66. The public is understandably concerned about the testing of new technologies, particularly any 'driverless' technology. However, there are real advantages in making the UK the place where the global automotive industry tests and develops such technologies. We welcome the trials of driverless cars announced in December 2014 and the leadership shown by Innovate UK on ensuring the UK is well positioned to seize the commercial opportunities created by new automotive technologies. Showcasing the technology will be an important part of building public confidence. Public confidence will depend on knowing that these technologies can be deployed safely on real roads and with all the unpredictability of real traffic flows.

67. We are concerned that Innovate UK's inevitable focus on identifying commercial opportunities might lead to the trials not testing issues such as safety and how autonomous vehicles might be incorporated in UK traffic flows. We are confident that the DfT and Minister understand that concern.

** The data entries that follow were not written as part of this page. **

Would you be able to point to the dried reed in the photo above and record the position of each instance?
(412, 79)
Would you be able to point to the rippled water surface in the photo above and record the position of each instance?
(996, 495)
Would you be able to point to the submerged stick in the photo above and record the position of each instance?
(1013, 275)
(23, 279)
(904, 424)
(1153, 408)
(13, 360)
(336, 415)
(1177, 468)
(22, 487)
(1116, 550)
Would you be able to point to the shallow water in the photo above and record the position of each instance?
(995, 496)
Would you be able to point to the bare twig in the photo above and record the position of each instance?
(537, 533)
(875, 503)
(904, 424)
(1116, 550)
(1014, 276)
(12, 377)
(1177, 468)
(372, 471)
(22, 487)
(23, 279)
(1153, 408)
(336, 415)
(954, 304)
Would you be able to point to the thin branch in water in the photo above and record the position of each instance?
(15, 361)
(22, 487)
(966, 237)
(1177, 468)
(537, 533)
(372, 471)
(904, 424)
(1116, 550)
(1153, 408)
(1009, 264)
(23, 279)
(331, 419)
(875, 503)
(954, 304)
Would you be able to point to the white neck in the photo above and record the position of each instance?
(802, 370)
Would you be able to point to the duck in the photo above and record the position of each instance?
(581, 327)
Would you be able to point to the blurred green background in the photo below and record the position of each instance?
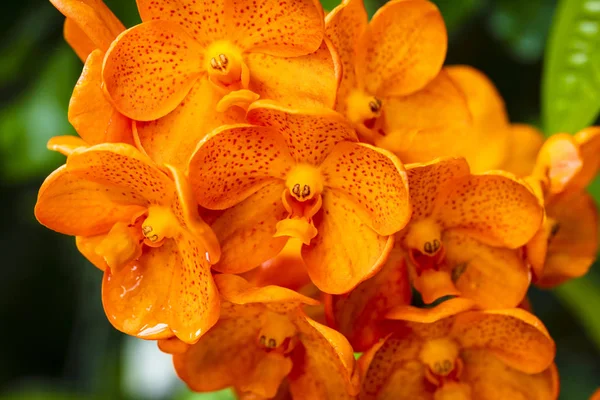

In launching the report, The pathway to driverless cars, the Minister stated that "there's no point in a driverless car that can navigate cones in a car park without navigating our busy streets".[126] We welcome the approach set out by the DfT in The pathway to driverless cars and look forward to seeing the proposed code of conduct.

Driver training

68. Driver training must reflect new automotive technology. Gerry Keaney, BVRLA, told us that

    the technology is way ahead of the training. What you have to do to pass a driving test today probably does not include the use of adaptive cruise control, autonomous braking devices or the various radar appliances in the car itself … If you use autonomous braking in the wrong way it can be very dangerous. If you use it in the right way it is an absolutely fantastic feature.[127]

The Minister told us that "changes are now being trialled in the new driving test proposals, for example, to try to focus much more on practical skills and take out things like reversing around a corner, which is not perhaps the most realistic thing that people do."[128]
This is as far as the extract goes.